Access to Protected Health Information
Electronic Copies of Protected Health Information
The final HIPAA rule expands an individual’s right to all electronic protected health information maintained in any designated record set. (The HITECH Act of 2009 only required that individuals be given electronic access to their protected health information as part of an electronic health record.)
In other words, covered entities must allow individuals access to their own protected health information in the electronic form and format requested, unless the material cannot be readily provided in that format. In that case, the covered entity and the individual can agree on a legible electronic format in which the information can be provided. As a fallback, if the individual declines electronic formats that can be provided, then the covered entity can comply with the request for an electronic copy by providing a hard copy of the protected health information.
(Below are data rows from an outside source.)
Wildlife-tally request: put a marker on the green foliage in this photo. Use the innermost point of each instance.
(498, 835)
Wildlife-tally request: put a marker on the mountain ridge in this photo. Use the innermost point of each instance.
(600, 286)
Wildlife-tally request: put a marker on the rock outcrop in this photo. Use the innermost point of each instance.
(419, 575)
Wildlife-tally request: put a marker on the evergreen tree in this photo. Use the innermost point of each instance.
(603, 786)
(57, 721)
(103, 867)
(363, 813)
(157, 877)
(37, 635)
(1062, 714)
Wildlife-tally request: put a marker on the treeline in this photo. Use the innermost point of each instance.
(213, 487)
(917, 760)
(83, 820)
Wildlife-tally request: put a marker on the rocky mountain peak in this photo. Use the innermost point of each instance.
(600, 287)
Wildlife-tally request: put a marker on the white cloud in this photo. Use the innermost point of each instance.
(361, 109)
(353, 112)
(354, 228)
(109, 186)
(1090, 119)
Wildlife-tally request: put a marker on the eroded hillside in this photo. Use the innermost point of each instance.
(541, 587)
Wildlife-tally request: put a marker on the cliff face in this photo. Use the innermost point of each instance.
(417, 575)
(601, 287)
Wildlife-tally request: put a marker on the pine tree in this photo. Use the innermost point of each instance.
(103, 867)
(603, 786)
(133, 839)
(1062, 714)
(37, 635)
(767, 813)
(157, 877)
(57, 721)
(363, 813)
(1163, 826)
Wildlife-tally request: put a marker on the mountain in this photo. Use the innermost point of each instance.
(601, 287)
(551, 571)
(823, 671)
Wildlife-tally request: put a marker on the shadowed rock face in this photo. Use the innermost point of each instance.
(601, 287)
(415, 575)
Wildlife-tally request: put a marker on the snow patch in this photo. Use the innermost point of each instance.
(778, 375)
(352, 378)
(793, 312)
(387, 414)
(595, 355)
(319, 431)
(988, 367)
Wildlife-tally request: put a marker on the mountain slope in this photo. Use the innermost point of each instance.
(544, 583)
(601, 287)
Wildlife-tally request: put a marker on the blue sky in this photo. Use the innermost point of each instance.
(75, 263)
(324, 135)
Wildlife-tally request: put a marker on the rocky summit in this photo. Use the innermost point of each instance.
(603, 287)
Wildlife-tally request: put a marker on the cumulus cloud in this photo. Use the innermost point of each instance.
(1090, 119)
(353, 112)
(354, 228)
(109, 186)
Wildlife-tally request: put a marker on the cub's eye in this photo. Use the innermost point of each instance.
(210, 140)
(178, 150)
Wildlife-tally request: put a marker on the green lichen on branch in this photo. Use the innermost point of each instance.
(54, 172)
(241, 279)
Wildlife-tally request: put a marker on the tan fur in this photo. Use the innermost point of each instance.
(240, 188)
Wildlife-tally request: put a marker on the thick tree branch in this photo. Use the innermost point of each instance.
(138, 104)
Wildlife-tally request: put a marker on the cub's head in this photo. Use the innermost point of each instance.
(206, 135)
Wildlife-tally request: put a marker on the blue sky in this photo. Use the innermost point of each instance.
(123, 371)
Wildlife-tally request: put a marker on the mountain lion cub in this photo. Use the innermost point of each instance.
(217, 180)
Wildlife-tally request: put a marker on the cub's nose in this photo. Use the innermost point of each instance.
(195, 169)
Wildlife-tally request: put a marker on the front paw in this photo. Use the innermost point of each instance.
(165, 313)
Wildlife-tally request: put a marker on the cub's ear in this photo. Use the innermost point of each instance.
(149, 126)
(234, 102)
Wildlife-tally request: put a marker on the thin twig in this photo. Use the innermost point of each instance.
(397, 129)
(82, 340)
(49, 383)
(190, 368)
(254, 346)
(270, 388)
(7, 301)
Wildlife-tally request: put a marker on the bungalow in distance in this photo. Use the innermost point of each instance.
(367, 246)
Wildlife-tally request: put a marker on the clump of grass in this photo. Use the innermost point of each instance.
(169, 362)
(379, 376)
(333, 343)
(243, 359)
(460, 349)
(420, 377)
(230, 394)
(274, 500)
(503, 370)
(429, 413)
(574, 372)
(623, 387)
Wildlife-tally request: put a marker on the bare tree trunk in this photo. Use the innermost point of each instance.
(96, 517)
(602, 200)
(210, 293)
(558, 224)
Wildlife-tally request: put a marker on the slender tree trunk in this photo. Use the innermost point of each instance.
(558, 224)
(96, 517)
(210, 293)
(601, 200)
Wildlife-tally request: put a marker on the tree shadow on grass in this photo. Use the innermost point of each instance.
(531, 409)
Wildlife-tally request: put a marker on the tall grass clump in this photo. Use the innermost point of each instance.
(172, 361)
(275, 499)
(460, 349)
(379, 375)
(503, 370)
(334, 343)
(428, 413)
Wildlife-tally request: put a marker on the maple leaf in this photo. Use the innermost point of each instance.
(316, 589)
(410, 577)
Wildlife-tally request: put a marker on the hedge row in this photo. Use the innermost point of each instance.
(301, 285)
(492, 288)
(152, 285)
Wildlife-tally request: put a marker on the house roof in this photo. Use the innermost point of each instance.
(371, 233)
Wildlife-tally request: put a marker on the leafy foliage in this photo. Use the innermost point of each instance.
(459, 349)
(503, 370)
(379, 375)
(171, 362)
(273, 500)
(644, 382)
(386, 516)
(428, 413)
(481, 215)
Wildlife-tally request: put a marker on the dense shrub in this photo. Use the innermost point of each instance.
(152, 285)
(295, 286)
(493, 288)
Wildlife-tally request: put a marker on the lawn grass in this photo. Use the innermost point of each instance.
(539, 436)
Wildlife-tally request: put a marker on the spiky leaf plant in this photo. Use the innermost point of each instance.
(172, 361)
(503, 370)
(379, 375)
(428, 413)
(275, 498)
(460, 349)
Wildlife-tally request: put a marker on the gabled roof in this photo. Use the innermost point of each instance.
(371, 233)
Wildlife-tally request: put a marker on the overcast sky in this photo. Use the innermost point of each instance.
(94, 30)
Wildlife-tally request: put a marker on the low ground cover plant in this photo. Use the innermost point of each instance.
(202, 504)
The final rule also decreases the time allowed to the covered entity to provide access to paper or electronic records.
Covered entities must respond within 30 days of the date of the request (but may have a 30-day extension if necessary), and this maximum period of 60 days applies, even if the protected health information is kept off-site.
UPDATE THE “PROVIDING INDIVIDUALS ACCESS TO THEIR PHI” POLICY AND PROCEDURE TO COMPLY WITH THIS REQUIREMENT.
Right to Restrict Access
Applicability Date: This rule was originally effective on February 18, 2010 in Proposed Rules (and has applied to covered entities since that date); the final rule made the below requirement permanent.
While individuals may request a restriction on the use of their protected health information, typically the covered entity can deny the request. This is not the case, however, when the disclosure is for a purpose other than “treatment,” and the individual has paid in full for the service. In this instance, the covered entity is required to comply with the request to restrict access to the protected health information. However, only covered entities that are health care providers must include this right of restriction in the Notice of Privacy Practices; all other covered entities may maintain language in the Notice of Privacy Practices noting that they are not required to agree to the requested restriction.
UPDATE AND RE-DISTRIBUTE THE “NOTICE OF PRIVACY PRACTICES.” WILLIS HAS UPDATED THE MODEL NOTICE OF PRIVACY PRACTICES TO INCLUDE THIS RESTRICTION OF ACCESS; HOWEVER, COVERED ENTITIES THAT ARE NOT HEALTH CARE PROVIDERS MAY CHOOSE TO REMOVE THIS PROVISION FROM THE NOTICE OF PRIVACY PRACTICES.
Generally, while individuals may request a restriction on the use of their protected health information, the covered entity may disclose proof of immunization to a school when this information is required prior to student admission.
Written authorization will no longer be required; instead, covered entities may obtain verbal authorization from the individual (if an adult or emancipated minor) or a parent, guardian, or any other person standing in the place of the student’s parent.